Business

Maha likely to raise stamp duty, tax e-commerce transaction, impose cess on mobile users

Burdened with a high public debt of Rs 3.44 lakh crore and a revenue deficit of Rs 26,000 crore, the BJP-led government in Maharashtra may increase the stamp duty to Rs 500 from the present Rs 100 required to be paid on any transaction paper including declaration, affidavit or agreement. 

The Devendra Fadnavis government is all set to present its maiden budget in the state legislature on March 18.

The government hopes to mobilise about Rs 5,000 crore annually. Further, the government wants to make e-commerce transactions taxable on the lines of Kerala and Karnataka. This will add nearly Rs 1,000 crore to the state exchequer.

Moreover, the BJP-led government is contemplating imposition of a monthly cess  of Rs 10 on mobile users to mobilise Rs 1,440 crore annually. The government may introduce some cess when additional floor space index (FSI) is granted to the realty sector. The government expects to raise about Rs 500 to 1,000 crore annually.
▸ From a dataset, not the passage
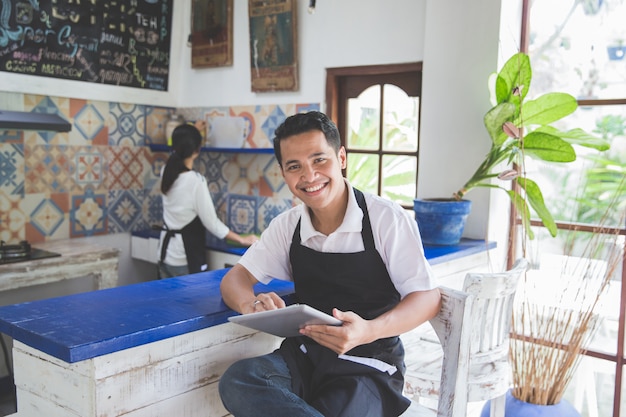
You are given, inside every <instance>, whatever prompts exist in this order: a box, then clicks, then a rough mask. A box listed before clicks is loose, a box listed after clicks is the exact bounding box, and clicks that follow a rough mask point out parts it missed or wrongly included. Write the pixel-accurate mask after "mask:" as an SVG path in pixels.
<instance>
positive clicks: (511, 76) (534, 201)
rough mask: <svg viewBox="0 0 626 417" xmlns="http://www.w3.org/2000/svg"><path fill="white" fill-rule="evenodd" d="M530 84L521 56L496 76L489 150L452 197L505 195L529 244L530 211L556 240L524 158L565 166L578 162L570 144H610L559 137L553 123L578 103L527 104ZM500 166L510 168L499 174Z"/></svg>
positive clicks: (560, 119)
In order to fulfil the poll promise to scrap local body tax (LBT) currently recovered by 25 municipal corporations, the government proposes to impose one or two per cent surcharge on value added tax (VAT)  from April 1 this year till the launch of goods and services tax (GST) from April next year.

The government will have to take a call whether the Octroi collected by the Brihan Mumbai Municipal Corporation will be abolished from April 1 this year or after the introduction of GST next year. The government will have to then ensure that annual revenue of Rs 15,000 crore earned by these 26 municipal corporations is protected for at least one year.

As far as toll cess is concerned, the chief minister Devendra Fadnavis has denied that BJP had never promised to totally abolish toll in the state but said the government is quite keen to rationalise toll rates.

Besides, a new toll policy is being proposed with a buy back arrangement in agreement with the contractor and also give concessions to few vehicles in the current toll collection deals.

State finance minister Sudhir Mungantiwar told Business Standard, ”The government cannot increase taxes but it will now put in place a strict monitoring mechanism to evaluate how the allocated funds are used properly and in a time bound manner on proposed heads. The government will focus on further strengthening the physical infrastructure especially in the rural area, allot funds especially for those irrigation projects which are almost 75 to 85% complete and encourage jobs especially in the micro, small and medium enterprises.”

Further, the minister said special attention will be paid to increase the farm output through producer group. Besides, the government lays emphasis on the implementation of state wide water conservation project entitled Jalyukta Shivar Yojana.

According to Mungantiwar, the government will further encourage self help groups managed by the women in a bid to increase small businesses and jobs.